I'm relatively new to R programing and am trying to figure out how to use custom functions to evaluate new columns of a data frame using dplyr or data.table in a memory efficient manner. Can someone please help
Here is a brief summary of my problem
Data frames 1 and 2 have the same type and number of columns
df1 <- data.frame(col1 = c("A", "B", "C"), col2 = c(10,20,30))
df2 <- data.frame(col1 = c("DA", "EE", "FB", "C"), col2 = c(10,20,30,40))
These data frames have millions of records.
Now I want to add a new column to one of the data frames (say df1) by using the values in df2.
library(dplyr)
calculateCol3 <- function(word) {
df2 %>%
filter(grepl(paste0(word, "$"),col1) )%>%
summarize(col3= sum(col2))
col3
}
df1 %>% group_by(col1) %>% mutate(col3 = calcualteCol3(col1))

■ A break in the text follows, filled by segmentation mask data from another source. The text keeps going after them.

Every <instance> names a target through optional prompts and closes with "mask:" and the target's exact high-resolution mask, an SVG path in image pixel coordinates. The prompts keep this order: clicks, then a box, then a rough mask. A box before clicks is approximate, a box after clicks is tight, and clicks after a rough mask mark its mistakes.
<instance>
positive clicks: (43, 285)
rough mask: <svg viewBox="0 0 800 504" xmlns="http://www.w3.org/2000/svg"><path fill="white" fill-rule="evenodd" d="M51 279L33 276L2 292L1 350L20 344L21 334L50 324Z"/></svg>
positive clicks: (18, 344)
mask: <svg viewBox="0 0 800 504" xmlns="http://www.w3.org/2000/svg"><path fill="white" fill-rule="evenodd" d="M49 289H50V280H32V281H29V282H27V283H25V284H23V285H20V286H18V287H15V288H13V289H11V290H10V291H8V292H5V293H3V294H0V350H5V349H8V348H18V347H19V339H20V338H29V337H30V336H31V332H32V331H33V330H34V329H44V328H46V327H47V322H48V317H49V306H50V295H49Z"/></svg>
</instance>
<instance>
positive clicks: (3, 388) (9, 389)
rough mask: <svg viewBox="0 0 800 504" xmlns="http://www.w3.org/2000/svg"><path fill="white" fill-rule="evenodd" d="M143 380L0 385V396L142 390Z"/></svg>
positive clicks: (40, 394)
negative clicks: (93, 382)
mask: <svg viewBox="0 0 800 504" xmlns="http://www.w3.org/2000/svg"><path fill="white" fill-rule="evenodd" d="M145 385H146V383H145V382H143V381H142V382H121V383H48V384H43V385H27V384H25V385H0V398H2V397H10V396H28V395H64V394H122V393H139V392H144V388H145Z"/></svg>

This method works but it is painfully slow and I guess this is because of copying the data sets too many times. Can someone suggest a better way of doing the same? The expected result is:
col1 col2 col3
A 10 10
B 20 30
C 30 40
I also tried converting the data frames to data.table as follows
dt1 <- data.table(df1)
dt2 <- data.table(df2)
dt1[, col3 := calculateCol3(col1)}, by = 1:nrow(dt1)]
Everything seems to be slow. Am sure there is a better way to achieve this. Can someone help
Thanks
df3 = grepl(paste0(word, '$'), df2$col1))should be a binaryTRUE/FALSE. How do you expectdf3$col2to behave?